I could sit for hours in my bedroom, breathing in those words – reading and underlining and circling. I was starring the margins, circling entire sections, because I didn’t want to forget that Psalm or those words in Ephesians or that metaphor.
I kept my favorite Bible verses on note cards, taped my bedroom walls alongside photos from youth group trips and phrases clipped from Brio magazine, Focus on the Family’s teen alternative, because I wasn’t allowed Seventeen, nor, to be honest, did I want it.
I wanted Scripture cut pure like diamonds from their context. I wanted to hold them in my hands.
When it stormed, the rainwater on Maple Drive would gather at the bottom of the sloped street and against our house, and some nights it would seep into my room. I remember waking frantic and frustrated to the sound of water dripping down the white paneling of my walls.
I’d scramble to save my careful collage of treasures, but inevitably the water had already left my photos streaked and wrinkled. It left the thin paper of those magazine clippings disintegrated and ripped, and the ink on my Bible verse cards ran together like some dark watercolor.
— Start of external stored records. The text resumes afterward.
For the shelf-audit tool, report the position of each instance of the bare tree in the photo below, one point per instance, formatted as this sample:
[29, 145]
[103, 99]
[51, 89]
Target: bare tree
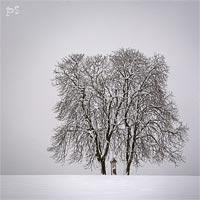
[152, 130]
[88, 110]
[116, 104]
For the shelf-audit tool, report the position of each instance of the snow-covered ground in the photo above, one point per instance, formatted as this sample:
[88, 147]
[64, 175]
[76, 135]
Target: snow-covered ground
[81, 187]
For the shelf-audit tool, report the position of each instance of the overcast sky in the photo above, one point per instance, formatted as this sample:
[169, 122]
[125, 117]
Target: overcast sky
[42, 33]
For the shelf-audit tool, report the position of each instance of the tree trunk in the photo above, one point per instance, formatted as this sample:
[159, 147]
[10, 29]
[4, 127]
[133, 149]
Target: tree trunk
[103, 167]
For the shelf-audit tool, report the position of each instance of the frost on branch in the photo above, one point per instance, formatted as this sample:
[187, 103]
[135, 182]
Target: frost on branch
[116, 104]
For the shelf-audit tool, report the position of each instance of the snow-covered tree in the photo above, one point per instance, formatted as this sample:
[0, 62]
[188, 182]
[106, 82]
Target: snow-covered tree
[116, 105]
[88, 110]
[152, 130]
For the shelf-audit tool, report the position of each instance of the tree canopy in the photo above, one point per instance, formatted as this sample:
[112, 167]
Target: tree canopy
[116, 105]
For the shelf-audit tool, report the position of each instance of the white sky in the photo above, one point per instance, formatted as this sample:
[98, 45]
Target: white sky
[42, 33]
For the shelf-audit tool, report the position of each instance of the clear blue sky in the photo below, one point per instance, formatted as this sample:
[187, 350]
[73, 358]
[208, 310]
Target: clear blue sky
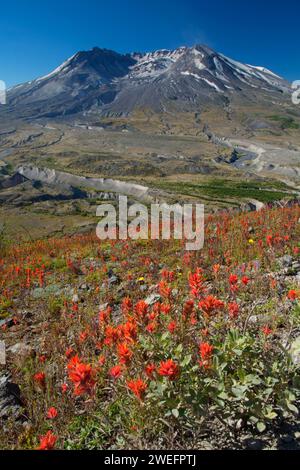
[37, 35]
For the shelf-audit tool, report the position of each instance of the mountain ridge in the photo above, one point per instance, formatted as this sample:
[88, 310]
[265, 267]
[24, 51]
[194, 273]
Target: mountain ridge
[107, 82]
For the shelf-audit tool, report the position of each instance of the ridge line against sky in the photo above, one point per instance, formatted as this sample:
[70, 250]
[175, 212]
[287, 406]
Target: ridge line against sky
[36, 37]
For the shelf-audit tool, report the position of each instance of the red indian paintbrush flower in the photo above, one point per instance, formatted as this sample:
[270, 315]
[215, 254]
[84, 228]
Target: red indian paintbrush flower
[245, 280]
[169, 369]
[293, 295]
[233, 309]
[40, 379]
[196, 282]
[205, 351]
[266, 330]
[233, 279]
[116, 372]
[141, 308]
[138, 387]
[150, 369]
[172, 326]
[82, 375]
[211, 305]
[51, 413]
[48, 441]
[124, 353]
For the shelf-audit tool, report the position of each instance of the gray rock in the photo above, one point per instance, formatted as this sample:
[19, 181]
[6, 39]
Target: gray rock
[20, 349]
[7, 322]
[10, 398]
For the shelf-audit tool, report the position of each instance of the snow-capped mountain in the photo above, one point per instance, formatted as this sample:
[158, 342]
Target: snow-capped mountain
[111, 83]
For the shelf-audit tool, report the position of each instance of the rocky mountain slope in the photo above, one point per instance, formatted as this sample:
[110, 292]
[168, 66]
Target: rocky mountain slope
[184, 79]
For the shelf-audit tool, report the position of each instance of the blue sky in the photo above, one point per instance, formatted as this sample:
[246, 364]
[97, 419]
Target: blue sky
[36, 36]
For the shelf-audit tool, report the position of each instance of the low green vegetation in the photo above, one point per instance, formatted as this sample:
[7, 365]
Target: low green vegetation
[220, 189]
[285, 122]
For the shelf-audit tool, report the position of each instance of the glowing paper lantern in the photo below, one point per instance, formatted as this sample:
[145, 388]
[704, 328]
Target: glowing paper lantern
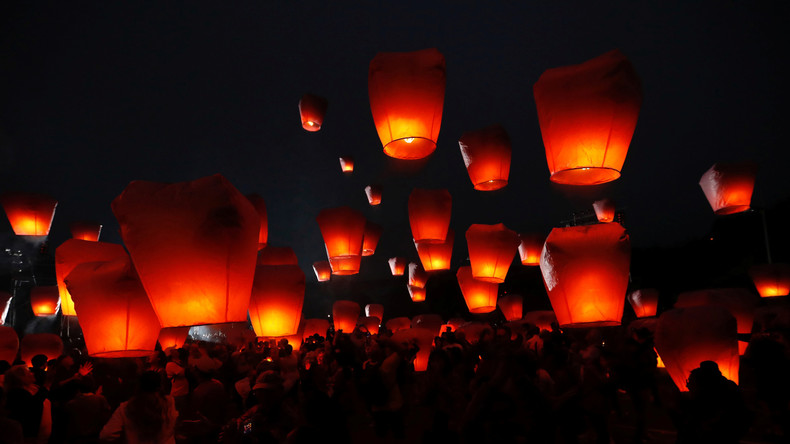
[193, 245]
[30, 214]
[345, 315]
[771, 279]
[343, 230]
[74, 252]
[116, 316]
[687, 336]
[587, 115]
[435, 257]
[312, 109]
[277, 300]
[728, 186]
[429, 215]
[406, 91]
[480, 296]
[486, 154]
[491, 250]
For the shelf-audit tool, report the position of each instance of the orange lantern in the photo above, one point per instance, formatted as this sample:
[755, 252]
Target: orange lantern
[74, 252]
[436, 257]
[371, 238]
[728, 186]
[587, 115]
[687, 336]
[480, 296]
[406, 91]
[491, 250]
[585, 270]
[486, 154]
[30, 214]
[260, 207]
[323, 271]
[116, 316]
[312, 109]
[429, 215]
[82, 230]
[343, 230]
[771, 279]
[193, 245]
After the rain, everything matted together, a sopping mess. And when it all dried out, it was almost impossible to separate words from photos, glossy magazine textures from photographed faces.
The water was like glue, and when I tried to separate truth from memories, everything tore apart.
My cynic voice is quieting, slowly, slowly. I hear more intricate melodies in most things these days: the complexity and hope of a faith that is a journey.
Except for in one place:
If I’m honest, I’ll tell you that I’ve only read it in bits and pieces over these past couple of years. A chapter here. A verse there. I open this book because I know that it is Truth and Beauty. Because I know that it is water and I am thirsty. But I read the words, and they sound like the old days.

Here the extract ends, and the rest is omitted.